Pareciera imperar en palacio, un plan de “control de daños” más que un proyecto político (para qué tratar de recordar un programa de gobierno a estas alturas) y, bajo esa perspectiva, el ejecutivo opta por la ceguera de parapetarse intentando conservar sus dos o tres directrices ideológicas fundantes y así defender su tambaleante modelo neoliberal, endureciendo el tono, pero conservando el mismo relato; Como los tres famosos simios, elige la sordera, el mutismo y la ceguera.

Esa obra no termina bien. Tal como no acaba bien “Edipo en Colono”, secuela indispensable del dramaturgo griego, en la que asistimos al ocaso de la vida de nuestro protagonista, ya ciego desde hace décadas, con sus dos hijas como bastones, declamando a los cuatro vientos que cuenta con la ominosa habilidad de ver con la voz, pidiendo ayuda extranjera para llamar a otros reyes de otros mundos, en busca de amparo y protección, quienes no hacen mas que desconfiar de él y preguntarse infructuosamente qué utilidades podrían extraerse de alguien que no puede, o no quiso ver.

Leída de esa forma, la estrategia del oficialismo no parece buena para su sector, pero tristemente tampoco para el país.
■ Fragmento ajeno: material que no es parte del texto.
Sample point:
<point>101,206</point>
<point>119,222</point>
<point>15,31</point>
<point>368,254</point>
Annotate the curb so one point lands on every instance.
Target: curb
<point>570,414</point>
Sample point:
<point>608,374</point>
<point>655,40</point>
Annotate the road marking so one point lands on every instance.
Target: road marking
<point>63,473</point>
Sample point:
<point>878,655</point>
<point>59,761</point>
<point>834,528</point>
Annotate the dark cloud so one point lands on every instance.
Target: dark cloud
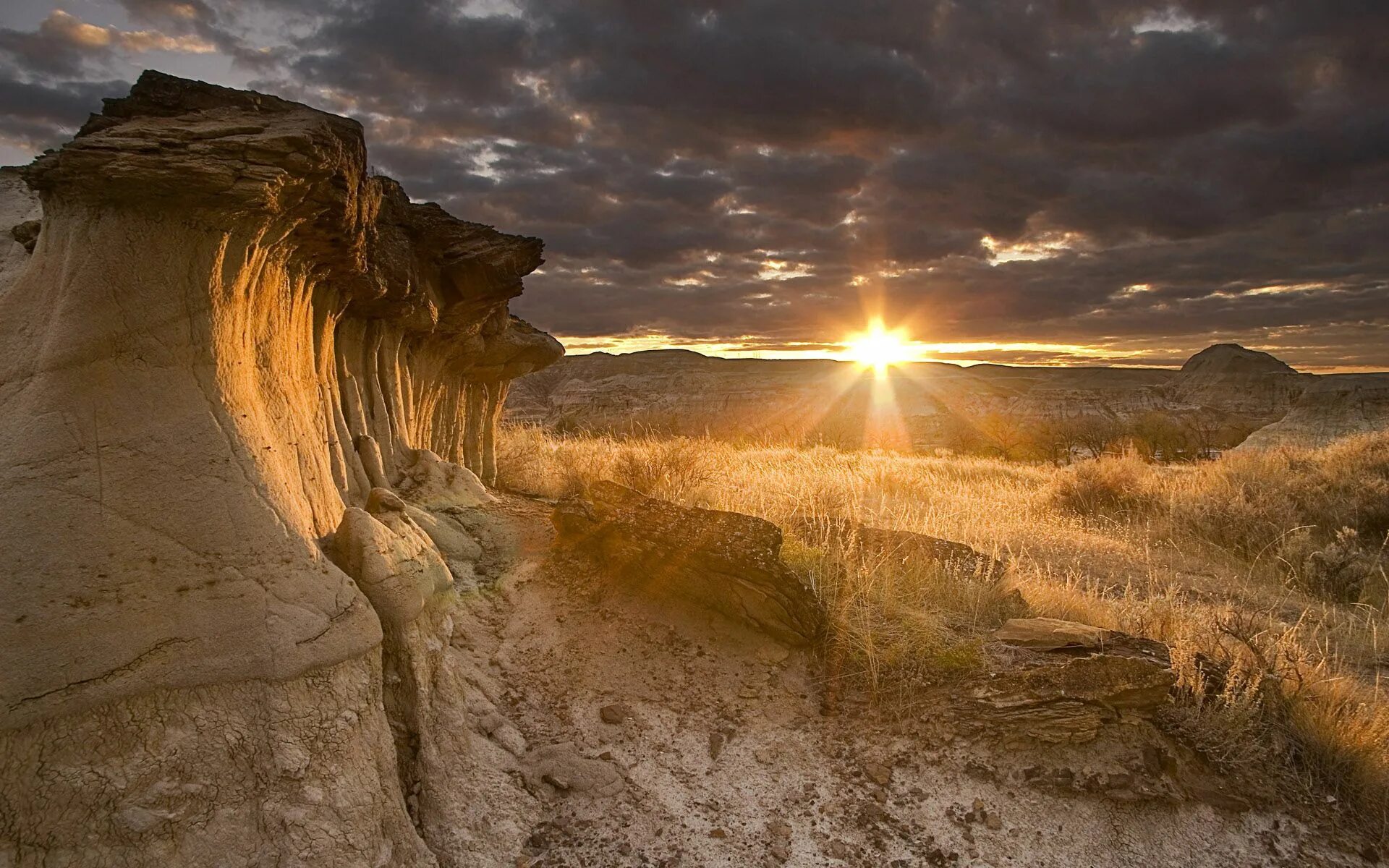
<point>1120,175</point>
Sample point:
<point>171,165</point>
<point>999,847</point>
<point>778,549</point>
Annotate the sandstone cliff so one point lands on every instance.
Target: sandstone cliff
<point>226,344</point>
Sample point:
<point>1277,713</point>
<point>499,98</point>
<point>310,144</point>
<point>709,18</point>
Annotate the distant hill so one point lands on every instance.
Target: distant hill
<point>1213,401</point>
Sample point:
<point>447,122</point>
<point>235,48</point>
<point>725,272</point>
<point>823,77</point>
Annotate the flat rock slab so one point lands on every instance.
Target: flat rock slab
<point>1049,634</point>
<point>723,561</point>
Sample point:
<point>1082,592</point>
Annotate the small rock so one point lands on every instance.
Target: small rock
<point>773,655</point>
<point>838,849</point>
<point>616,714</point>
<point>878,773</point>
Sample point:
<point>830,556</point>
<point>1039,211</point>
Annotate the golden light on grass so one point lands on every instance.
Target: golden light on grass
<point>880,347</point>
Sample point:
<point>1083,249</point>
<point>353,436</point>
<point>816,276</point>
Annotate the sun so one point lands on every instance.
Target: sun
<point>878,347</point>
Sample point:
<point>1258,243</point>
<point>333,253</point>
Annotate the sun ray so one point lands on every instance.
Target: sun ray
<point>878,347</point>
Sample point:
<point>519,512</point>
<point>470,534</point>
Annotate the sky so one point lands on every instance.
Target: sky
<point>1034,182</point>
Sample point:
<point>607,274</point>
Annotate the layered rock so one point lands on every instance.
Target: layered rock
<point>1066,679</point>
<point>708,558</point>
<point>1331,407</point>
<point>226,345</point>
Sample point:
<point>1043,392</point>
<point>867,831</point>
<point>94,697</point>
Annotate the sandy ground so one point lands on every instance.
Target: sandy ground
<point>692,742</point>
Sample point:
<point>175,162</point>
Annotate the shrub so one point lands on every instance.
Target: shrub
<point>1110,486</point>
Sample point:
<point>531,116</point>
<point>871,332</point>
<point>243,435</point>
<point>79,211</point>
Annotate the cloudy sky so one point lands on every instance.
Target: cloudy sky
<point>1010,181</point>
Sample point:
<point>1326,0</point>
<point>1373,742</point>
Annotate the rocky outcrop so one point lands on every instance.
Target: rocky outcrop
<point>229,347</point>
<point>709,558</point>
<point>1331,407</point>
<point>904,549</point>
<point>1063,681</point>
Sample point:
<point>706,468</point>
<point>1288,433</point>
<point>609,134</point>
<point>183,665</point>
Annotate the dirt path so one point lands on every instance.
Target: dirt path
<point>661,736</point>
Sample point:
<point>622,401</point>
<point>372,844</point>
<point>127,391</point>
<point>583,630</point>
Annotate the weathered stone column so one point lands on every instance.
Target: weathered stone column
<point>496,396</point>
<point>475,399</point>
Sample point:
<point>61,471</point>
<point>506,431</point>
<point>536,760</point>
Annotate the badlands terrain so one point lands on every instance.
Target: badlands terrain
<point>1221,395</point>
<point>279,590</point>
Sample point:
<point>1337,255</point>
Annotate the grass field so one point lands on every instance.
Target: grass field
<point>1273,563</point>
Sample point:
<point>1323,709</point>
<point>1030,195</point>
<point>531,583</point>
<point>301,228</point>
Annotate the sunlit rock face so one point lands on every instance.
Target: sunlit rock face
<point>223,335</point>
<point>1331,407</point>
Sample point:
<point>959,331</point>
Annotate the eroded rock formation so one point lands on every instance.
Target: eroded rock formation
<point>1066,679</point>
<point>226,344</point>
<point>726,561</point>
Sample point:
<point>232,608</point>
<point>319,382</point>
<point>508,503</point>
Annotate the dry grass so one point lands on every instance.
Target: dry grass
<point>1270,561</point>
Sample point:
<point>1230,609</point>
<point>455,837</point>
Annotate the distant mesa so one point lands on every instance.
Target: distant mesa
<point>1224,392</point>
<point>1231,359</point>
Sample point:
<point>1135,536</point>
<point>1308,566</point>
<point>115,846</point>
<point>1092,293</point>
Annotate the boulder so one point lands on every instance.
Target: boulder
<point>389,557</point>
<point>724,561</point>
<point>435,484</point>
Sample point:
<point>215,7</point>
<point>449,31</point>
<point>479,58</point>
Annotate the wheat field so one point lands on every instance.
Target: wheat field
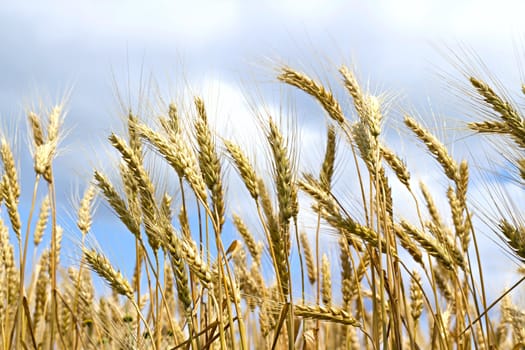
<point>400,283</point>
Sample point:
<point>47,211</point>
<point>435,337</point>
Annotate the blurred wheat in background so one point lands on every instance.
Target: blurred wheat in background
<point>394,283</point>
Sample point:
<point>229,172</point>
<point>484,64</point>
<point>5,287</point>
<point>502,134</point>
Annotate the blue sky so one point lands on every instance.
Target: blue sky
<point>220,47</point>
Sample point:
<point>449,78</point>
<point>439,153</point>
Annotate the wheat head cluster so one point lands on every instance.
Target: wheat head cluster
<point>400,283</point>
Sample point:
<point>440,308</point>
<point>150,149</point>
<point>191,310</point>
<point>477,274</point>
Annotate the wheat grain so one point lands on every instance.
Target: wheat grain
<point>41,223</point>
<point>331,313</point>
<point>209,162</point>
<point>101,265</point>
<point>326,281</point>
<point>313,88</point>
<point>254,248</point>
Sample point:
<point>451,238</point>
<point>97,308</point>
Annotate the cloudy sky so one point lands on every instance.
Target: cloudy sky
<point>93,48</point>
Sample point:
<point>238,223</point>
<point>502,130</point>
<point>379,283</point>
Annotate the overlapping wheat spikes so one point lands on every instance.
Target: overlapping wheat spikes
<point>401,285</point>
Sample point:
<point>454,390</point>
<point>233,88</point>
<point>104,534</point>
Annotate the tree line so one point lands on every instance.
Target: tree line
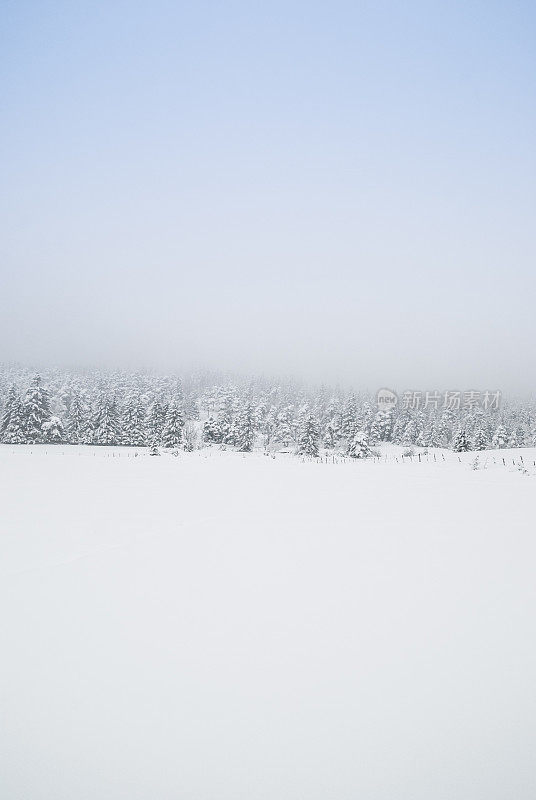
<point>140,410</point>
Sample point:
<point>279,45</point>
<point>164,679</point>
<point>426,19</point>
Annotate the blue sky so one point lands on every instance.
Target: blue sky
<point>344,190</point>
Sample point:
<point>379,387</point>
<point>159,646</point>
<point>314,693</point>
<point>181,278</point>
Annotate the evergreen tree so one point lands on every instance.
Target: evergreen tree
<point>517,437</point>
<point>332,433</point>
<point>211,431</point>
<point>78,421</point>
<point>349,418</point>
<point>481,439</point>
<point>36,410</point>
<point>500,437</point>
<point>156,419</point>
<point>308,435</point>
<point>286,428</point>
<point>105,426</point>
<point>53,431</point>
<point>133,430</point>
<point>172,433</point>
<point>245,429</point>
<point>14,432</point>
<point>460,443</point>
<point>359,446</point>
<point>12,401</point>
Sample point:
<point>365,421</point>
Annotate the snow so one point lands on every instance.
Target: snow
<point>227,625</point>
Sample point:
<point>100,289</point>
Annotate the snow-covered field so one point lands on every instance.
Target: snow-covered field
<point>226,626</point>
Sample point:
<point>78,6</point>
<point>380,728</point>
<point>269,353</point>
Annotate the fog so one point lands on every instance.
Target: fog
<point>343,194</point>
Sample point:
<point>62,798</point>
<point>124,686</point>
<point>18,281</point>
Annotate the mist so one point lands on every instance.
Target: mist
<point>344,196</point>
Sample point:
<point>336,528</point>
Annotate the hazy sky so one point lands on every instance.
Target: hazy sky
<point>341,190</point>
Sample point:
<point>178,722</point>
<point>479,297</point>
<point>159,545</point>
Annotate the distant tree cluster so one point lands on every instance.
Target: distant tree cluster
<point>143,410</point>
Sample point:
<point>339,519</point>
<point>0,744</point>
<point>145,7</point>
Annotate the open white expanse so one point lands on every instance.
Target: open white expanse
<point>220,626</point>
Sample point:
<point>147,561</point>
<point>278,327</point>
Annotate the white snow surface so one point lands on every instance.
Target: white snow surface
<point>220,626</point>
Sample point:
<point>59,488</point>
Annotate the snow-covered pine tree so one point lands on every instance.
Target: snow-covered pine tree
<point>359,446</point>
<point>460,443</point>
<point>172,432</point>
<point>308,434</point>
<point>481,439</point>
<point>500,437</point>
<point>211,431</point>
<point>105,425</point>
<point>14,432</point>
<point>12,400</point>
<point>133,430</point>
<point>227,419</point>
<point>77,420</point>
<point>268,424</point>
<point>286,427</point>
<point>517,437</point>
<point>349,418</point>
<point>36,410</point>
<point>245,429</point>
<point>53,431</point>
<point>332,433</point>
<point>156,419</point>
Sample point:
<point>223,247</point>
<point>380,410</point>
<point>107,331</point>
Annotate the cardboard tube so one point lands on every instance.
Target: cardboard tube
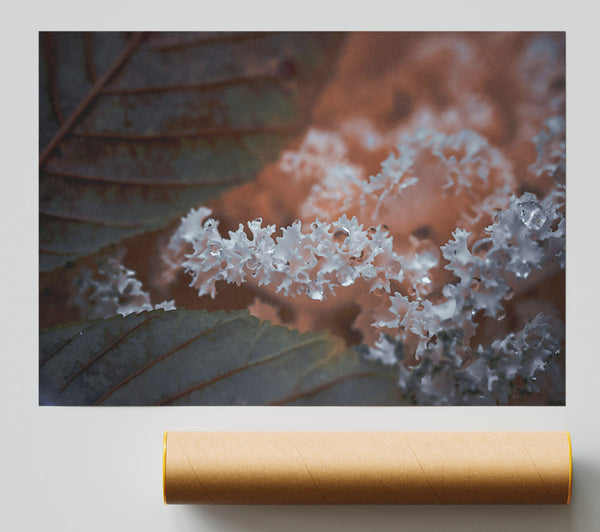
<point>367,467</point>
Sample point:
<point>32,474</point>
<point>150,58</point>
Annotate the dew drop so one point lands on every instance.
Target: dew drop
<point>346,276</point>
<point>358,259</point>
<point>279,265</point>
<point>475,283</point>
<point>522,270</point>
<point>340,235</point>
<point>481,247</point>
<point>532,214</point>
<point>215,248</point>
<point>252,264</point>
<point>315,293</point>
<point>266,244</point>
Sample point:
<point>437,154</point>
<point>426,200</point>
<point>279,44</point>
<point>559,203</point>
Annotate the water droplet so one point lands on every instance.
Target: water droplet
<point>279,265</point>
<point>531,213</point>
<point>346,276</point>
<point>252,264</point>
<point>481,247</point>
<point>266,244</point>
<point>314,292</point>
<point>358,259</point>
<point>215,248</point>
<point>340,235</point>
<point>522,270</point>
<point>393,270</point>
Otros capítulos históricos de nuestra patria han traído aparejados desafíos similares. Anteriores crisis políticas de la oligarquía han allanado el camino para que las fuerzas de izquierda se articulen y levanten propuestas en sintonía con las necesidades de la ciudadanía, pero la velocidad de reacción política y su traducción institucional en los sectores progresistas no siempre han dado el ancho. Los desenlaces han sido siniestros. Es de esperar que en esta ocasión el telón no caiga sobre un coro de lamentos. Lo que está en juego es incalculable.